Boca Raton ParksBoca Raton is planning a March opening for a 24-acre recreational park area between Palmetto Park Road and Camino Real, has been pushed back from January until March, when visitors are likely to come across gopher tortoises moved there from a tract next door.

Damage from the past three hurricanes has postponed Blazing Star Preserve’s debut, said Buddy Parks, deputy recreation services director for the city.

“We don’t have staff to do all of the extra things, and this wasn’t highest on the priority list,” he said. “Now that we’re catching our breath, we’re ready to move forward.”

The Boca Raton City Council selected Florida Blacktop to build the $375,000 project. Construction will begin as soon as the company has received all the permits, said Steve Bass, manager of environmental education/conservation for the city.

The company will build a blacktopped parking lot and a path leading to a concrete information kiosk, which will have a map of plants and animals that visitors are likely to see. A mulch-covered path approximately a mile long will loop around the preserve. At the entrance on Camino Real, there will be irrigation and some landscaping, Bass said. The preserve will be open from sunrise to sunset and gated after dark.
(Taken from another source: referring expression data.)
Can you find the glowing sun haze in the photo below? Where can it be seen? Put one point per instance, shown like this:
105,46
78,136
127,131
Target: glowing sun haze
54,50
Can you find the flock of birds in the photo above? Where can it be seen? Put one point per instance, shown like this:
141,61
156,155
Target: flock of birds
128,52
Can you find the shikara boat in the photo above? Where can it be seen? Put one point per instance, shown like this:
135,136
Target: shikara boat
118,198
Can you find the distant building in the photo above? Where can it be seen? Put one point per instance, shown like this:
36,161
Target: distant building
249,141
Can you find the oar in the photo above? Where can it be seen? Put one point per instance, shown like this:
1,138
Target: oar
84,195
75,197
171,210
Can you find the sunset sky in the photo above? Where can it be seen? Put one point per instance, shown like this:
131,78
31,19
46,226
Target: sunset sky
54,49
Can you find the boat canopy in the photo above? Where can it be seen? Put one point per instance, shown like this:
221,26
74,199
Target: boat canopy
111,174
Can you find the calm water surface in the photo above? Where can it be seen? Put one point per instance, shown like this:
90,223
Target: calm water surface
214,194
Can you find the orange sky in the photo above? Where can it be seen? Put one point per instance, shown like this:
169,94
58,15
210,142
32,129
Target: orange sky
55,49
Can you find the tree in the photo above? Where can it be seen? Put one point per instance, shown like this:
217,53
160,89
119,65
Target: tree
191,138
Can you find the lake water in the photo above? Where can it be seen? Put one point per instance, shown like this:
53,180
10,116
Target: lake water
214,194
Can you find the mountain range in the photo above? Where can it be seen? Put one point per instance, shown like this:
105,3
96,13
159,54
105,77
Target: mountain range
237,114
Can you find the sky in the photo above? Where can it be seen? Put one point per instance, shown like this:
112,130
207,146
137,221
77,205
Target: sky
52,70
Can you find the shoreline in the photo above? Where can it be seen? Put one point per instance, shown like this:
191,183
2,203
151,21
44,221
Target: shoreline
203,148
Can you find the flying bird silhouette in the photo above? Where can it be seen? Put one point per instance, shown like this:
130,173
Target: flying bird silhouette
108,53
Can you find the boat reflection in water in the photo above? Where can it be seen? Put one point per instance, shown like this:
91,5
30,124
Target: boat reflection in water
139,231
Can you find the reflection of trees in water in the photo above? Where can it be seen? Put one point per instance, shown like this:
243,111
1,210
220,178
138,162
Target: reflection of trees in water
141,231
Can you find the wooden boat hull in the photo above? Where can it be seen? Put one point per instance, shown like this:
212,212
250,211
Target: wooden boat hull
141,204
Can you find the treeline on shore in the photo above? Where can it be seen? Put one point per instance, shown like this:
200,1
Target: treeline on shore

Taxpayers have saved approximately $150,000 on this project because of work the Tri-County Commuter Rail Authority on the preserve, Parks said. When the authority asked to build an additional track on the CSX Railroad five years ago, it had to relocate gopher tortoises. The track is adjacent to Blazing Star Preserve.

Although the tortoises are not endangered, they are listed as a species of special concern, Bass said. Animals protected under this act must be relocated, or their habitat must be left intact. The Florida Fish & Wildlife Conservation Commission voted in June to raise the gopher tortoise’s status from “species of special concern” to “threatened,” but the process isn’t final yet. Proximity and the size of Blazing Star made it the obvious choice to relocate the tortoises, but the area was too shady, Bass said.

“Tortoises are not forest animals,” he said.

About 70 percent of the canopy in the preserve, much of it sand pine trees, had to be removed. Tri-Rail paid for the tree removal, Bass said. Hurricanes did the rest but left behind debris, which has to be cleaned up so the tortoises and visitors can navigate around the preserve, Bass said. “The Tri-Rail did more than was required by the Florida Fish & Wildlife Conservation Commission,” Bass said.

The authority removed exotic plants, such as Brazilian pepper and earleaf acacia from the property, he said. To ensure a plentiful food supply for the new preserve residents, they planted vegetation such as grasses, cacti and flowering herbs.

Judging by the number of new burrows they’re finding, Bass said the tortoises appear to be settling in well. A chain-link fence surrounds the property, preventing them from wandering onto roads. At Camino Real, the fence is a foot deep underground, so they can’t burrow under it, Bass said. Natural barriers also prevent the animals from wandering away. At the north end of the preserve, the land slopes down into a wetland, which was part of the old Boca Raton slough, Bass said.

“The slough was a flow that carried fresh water from the Everglades to the lagoon, and we now call it the Intracoastal,” he said.

Boca Raton resident Don Stone has been on the city’s environmental board for 20 years. Preserves “are valuable,” he said, “because people can see what Florida really was like before it was civilized,” he said.